It was a startling and offensive scene.
A burning cross in Grant Park last Tuesday – the century-old flaming symbol of racism and hatred.
For nearly a week, Chicago police and the FBI have been trying to identify the man who was suspected of setting up the cross and torching it.
NBC 5 Investigates has identified a 21-year-old college senior who said he is the person in the photo and who described what he did and why.
The young shirtless man running from a burning cross in Grant Park had been a nameless person of interest in a Chicago police arson investigation and subject of a possible FBI hate crime case. NBC 5 Investigates has since interviewed the man who admits to the cross burning.
University of Illinois Chicago senior Merlin Lu said he knew the implications of a burning cross and had placed a MAGA hat atop the cross, explaining his motivation was to protest Trump administration injustice – not something racist.
“How did you land on a burning cross?” NBC Chicago’s Chuck Goudie asked.
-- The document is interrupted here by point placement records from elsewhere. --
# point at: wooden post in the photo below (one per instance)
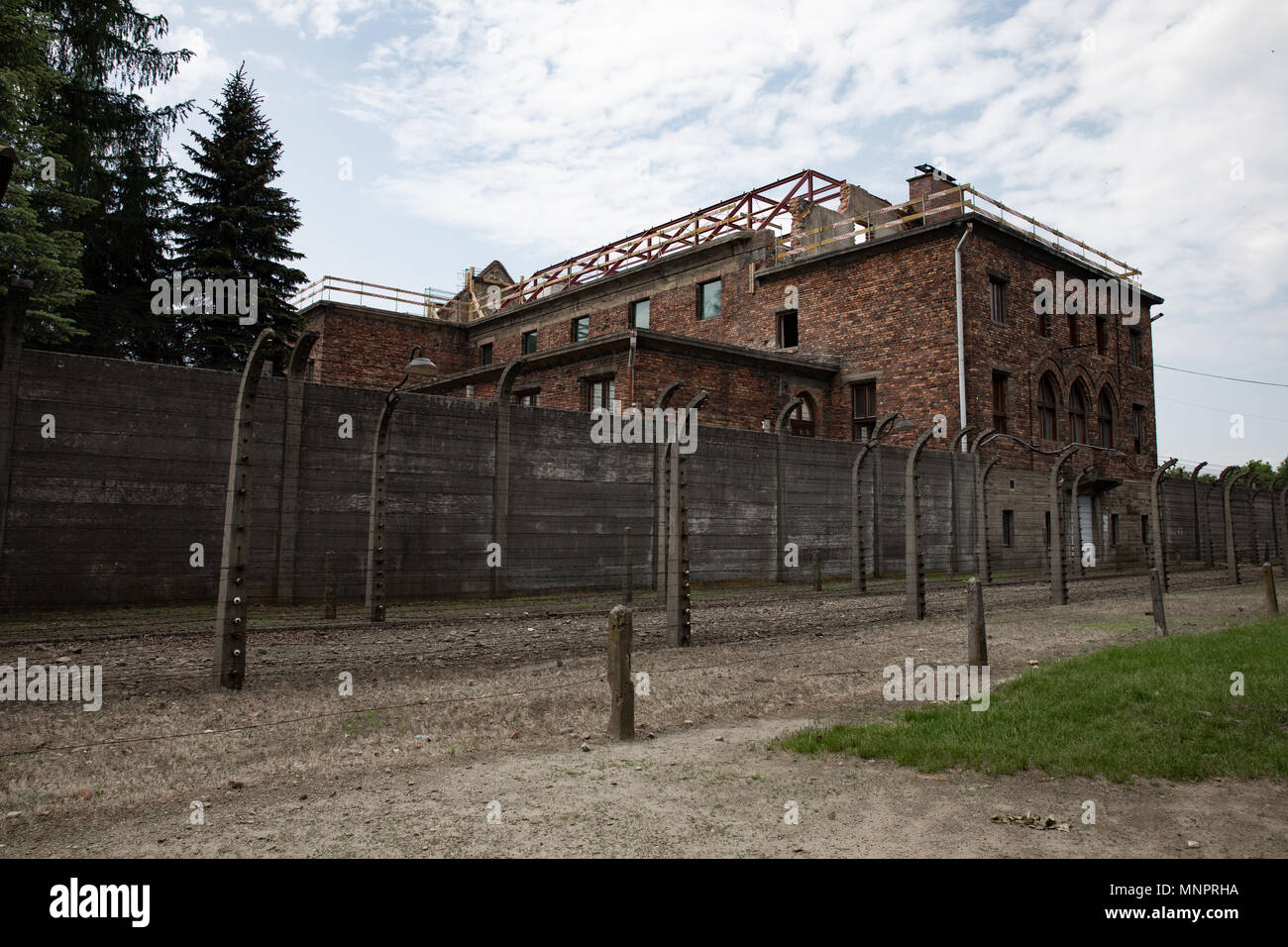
(1155, 589)
(621, 715)
(626, 575)
(235, 558)
(977, 638)
(329, 586)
“Just it came up to my head one day,” Wu said. “I wanted to find something that I could do by myself, like no organization, no friends…”
“I did know about this historical relevance beforehand, but I didn’t know the severity, how racially motivated it may seem from what I did,” he said. “Cause my protest has nothing to do with race, nothing to with gender.”
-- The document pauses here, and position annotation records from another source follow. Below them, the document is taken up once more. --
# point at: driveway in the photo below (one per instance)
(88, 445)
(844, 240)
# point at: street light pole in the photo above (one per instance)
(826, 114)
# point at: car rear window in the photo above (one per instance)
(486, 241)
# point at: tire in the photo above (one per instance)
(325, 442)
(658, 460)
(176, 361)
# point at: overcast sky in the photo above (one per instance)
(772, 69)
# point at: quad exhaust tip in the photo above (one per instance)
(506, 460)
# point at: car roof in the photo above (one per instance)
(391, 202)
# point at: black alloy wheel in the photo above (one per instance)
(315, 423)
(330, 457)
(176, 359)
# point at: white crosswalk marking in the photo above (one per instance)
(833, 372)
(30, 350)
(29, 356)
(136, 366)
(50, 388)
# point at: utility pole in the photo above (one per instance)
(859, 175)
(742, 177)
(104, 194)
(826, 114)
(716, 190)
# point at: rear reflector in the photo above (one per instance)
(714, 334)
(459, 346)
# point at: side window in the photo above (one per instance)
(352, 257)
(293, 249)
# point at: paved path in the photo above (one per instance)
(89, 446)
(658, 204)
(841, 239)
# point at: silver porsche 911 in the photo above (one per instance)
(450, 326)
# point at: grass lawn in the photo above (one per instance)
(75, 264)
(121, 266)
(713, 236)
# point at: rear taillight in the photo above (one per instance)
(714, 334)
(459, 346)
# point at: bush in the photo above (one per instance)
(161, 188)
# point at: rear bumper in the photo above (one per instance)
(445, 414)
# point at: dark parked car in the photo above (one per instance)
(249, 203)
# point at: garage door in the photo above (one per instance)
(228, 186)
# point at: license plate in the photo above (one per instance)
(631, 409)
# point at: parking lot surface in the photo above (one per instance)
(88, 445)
Goudie: “Should you have done it some other way?”
Lu: “Yeah, probably.”
Lu is a 21-year-old Naperville native.
Previous video showed him playing tennis at Neuqua Valley High School, where he graduated in 2022.
Last week, Lu sent a scripted video to NBC, claiming responsibility for the cross burning but saying he had no affiliation with the Ku Klux Klan, apologizing to those who were offended. In the video he also criticized President Donald Trump.
“I don’t want to wait till his term ends,” he said. “I don’t wanna wait. Until he may or may not get impeached. I want him gone right now.”
Goudie: “On that video are you threatening him?”
Lu: “No.”
Goudie: “You say that you think he should be brought to an end.”
Lu: “I think no, I said, I said he deserves a stand trial to the American people, some paraphrase, I guess, but…”
Goudie: “You use the word end.”
Lu: “That’s what I mean by end, I don’t mean like a civil war, if that’s the imagery that you’re trying to imagine.”
Lu said he built the cross after carrying wooden slats from his Near West Side apartment to Grant Park last Tuesday afternoon. He showed the red ballcap that he put on the top beam and used lighter fluid and toilet paper to get it all going.
“I put a red hat to signify the MAGA hat, the Make America Great Again hat,” he said. “So that was, yeah, that’s what I tied on top. But that’s not visible in the one video that was taken by a motorist.”
Lu said he was protesting what he calls MAGA Christian nationalist supporters and the Trump administration “ruling class.”
“He’s just scamming people,” Lu said. “We’re just scam me out of money, right. And I think that’s a great reflection of how this country works right now, where money controls everything. Money has power over health care. Money has over transportation.”
Chicago police and the FBI have been trying to identify him ever since, putting out a flyer with pictures of him running away; CPD labeling it arson.
Goudie: “Are you surprised nobody’s identified you to this point and called them?”
Lu: “A little bit. But to me, that’s not that important. I don’t really, like, to me this issue is bigger than just myself.”
Goudie: “Did you make it all the way through almost four years at UIC without somebody teaching you that a burning cross is one of the most divisive symbols in America?”
Lu: “No, I don’t really have any, like… I never grew up with religion, never really surrounded myself with people with it. My childhood friend’s day, I remember them going to, like, confirmation and stuff, like, but um…”
Goudie: “But it’s a symbol of the Ku Klux Klan. I mean, that really is where it started. Nobody ever taught you that? You never read it in a history book?”
Lu: “I just saw the Wikipedia page with the movie with the, like, I think it’s called like ‘Under One Nation’ or something like that.”
“The Birth of a Nation” is a famous 1915 silent film that romanticized the KKK and showed a cross burning.
Goudie: “Was it a hate crime?”
Lu: “No, for sure not. In no way possible was that a hate crime. I understand why it was interpreted that way, and I apologize for that, but no, the intent was not there.”
The FBI and Chicago police will determine that and what charges may be filed against the man who admits the cross burning. Authorities have not reported anything new in the case.
Lu said his parents are encouraging him to surrender and offered to provide an attorney, but he said no. He told Goudie he’s thinking of turning himself in; it’s something he won’t have to worry about if police arrive first.